Monday, Feb. 19, 1940
534-to-0
In Paris last week the Chamber of Deputies held its first secret session since World War I. For weeks the word had gone round that Middle-of-the-Road Premier Edouard Daladier might be slipping and perhaps the secret session would be full of banana peels. It lasted 31 hours, with only three recesses. Then journalists and an eager Paris crowd were permitted to swarm into the galleries. They looked down on a Chamber filled with good humor. Some Deputies greeted the crowd with handclaps, others waved to the galleries. Abrupt silence fell as the urns were produced. The Chamber was about to vote on the supreme issue of confidence--or lack of confidence--in the general conduct of the war by Edouard Daladier.
From the press box eager eyes were fixed on the urns and a ripple of surprise began as it was seen that only white papers--favorable to the Premier--were being dropped by the balloting deputies. When the vote was announced as 534-to-0, P. J. Philip cabled the New York Times: "This unanimity is a new thing. It represents a political development of enormous importance." Not once since war began had the whole House supported the Government. To friends and foes, France meant to get on with the war, and meant business.
"The debate that has occupied these last two days," declared Chamber Speaker Edouard Herriot amid an eager hush, "has enabled us to dissipate certain legends and establish the truth--the comforting truth. It has permitted the Premier to explain his course to us confidentially, in a manner that was simple and familiar and by that fact infinitely moving. It has finally permitted Parliament to play its full role. ... In two days there has been confirmed in decisive fashion our national unanimity which is inalienable because it is founded on liberty and the passionate love of country." The whole House rose and roared further proof that the Government must have given a highly satisfactory secret accounting of its stewardship. Air Minister Guy La Chambre's detailed exposition of the aviation situation was a feature of this secret accounting. Apparently censorship, which was to have been discussed at the secret session, was shelved, for it was announced that this week the Chamber will openly debate the doings of France's Services de l'Information, de la Propagande et de la Censure. Deputies agreed the secret session had been one of the most dignified in Chamber history. "It is the journalists who oblige us to make certain sessions stormy," cracked Deputy de la Ferronays. "Since their job is to make a vivid report of everything that goes on in the sessions, we sometimes feel the need of playing roles designed pure and simple for the press gallery."

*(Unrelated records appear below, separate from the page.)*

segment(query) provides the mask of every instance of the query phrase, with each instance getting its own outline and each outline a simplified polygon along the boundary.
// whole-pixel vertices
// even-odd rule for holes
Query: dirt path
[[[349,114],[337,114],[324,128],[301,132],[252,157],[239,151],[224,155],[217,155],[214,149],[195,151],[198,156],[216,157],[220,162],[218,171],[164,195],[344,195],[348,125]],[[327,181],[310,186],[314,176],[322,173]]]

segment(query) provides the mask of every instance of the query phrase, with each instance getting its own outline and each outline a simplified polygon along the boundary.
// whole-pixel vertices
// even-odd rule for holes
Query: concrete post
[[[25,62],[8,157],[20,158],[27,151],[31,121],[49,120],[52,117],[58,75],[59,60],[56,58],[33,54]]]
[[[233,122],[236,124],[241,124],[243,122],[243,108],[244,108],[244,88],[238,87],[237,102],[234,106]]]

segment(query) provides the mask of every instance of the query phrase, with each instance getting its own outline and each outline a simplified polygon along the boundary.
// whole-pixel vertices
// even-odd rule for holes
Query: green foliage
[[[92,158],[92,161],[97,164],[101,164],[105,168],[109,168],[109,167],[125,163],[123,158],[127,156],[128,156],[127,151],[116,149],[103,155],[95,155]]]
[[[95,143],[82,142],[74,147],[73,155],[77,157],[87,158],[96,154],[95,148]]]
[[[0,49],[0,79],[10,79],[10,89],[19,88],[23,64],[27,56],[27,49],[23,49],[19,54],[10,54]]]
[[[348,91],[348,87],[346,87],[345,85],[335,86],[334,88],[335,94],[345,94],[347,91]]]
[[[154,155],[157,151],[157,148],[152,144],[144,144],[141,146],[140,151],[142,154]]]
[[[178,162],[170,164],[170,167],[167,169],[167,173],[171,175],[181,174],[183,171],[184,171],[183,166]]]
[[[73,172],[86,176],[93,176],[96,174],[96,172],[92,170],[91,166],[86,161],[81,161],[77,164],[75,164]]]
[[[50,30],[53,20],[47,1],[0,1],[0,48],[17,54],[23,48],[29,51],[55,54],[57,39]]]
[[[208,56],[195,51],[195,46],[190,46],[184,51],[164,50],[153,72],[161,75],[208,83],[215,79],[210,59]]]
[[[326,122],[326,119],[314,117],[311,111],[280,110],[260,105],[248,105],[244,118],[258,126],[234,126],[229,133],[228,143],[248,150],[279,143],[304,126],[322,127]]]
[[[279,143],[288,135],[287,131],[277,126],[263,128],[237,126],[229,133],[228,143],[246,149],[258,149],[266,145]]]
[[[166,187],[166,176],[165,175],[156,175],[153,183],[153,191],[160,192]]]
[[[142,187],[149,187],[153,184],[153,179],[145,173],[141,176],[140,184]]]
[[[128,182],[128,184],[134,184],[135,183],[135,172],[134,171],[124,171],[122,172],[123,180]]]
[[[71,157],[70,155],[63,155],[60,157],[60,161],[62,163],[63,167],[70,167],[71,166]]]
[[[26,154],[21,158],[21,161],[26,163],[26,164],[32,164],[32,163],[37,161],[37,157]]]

"Traitors!" What made the 534-to-0 Chamber vote additionally significant was that it came last week after Middle-of-the-Roader Edouard Daladier had taken overt steps presaging a French diplomatic break with the Soviet Union. Some 100 Paris police swooped down to raid the Soviet Trade Delegation, broke open its safes and files, seized incriminating papers. When Soviet Ambassador Jacob Suritz angrily protested, demanding release of several arrested Soviet clerks, his demand was flatly rejected. Home from Moscow to Paris, ostensibly on sick leave, hustled French Ambassador Paul Emile Naggiar. With the certainty that Great Britain and France are now rushing large supplies to Finland, the likelihood of a break was hotting up.
Meanwhile last week French Military Courts prepared to try 44 Communist former Deputies on minor charges of "illegal activities," punishable by not more than two years in jail and loss of civic rights. Incensed was Moscow when major charges of "treasonable activities," punishable by death, were lodged against nine Communist former Deputies, including Maurice Thorez, the French Earl Browder.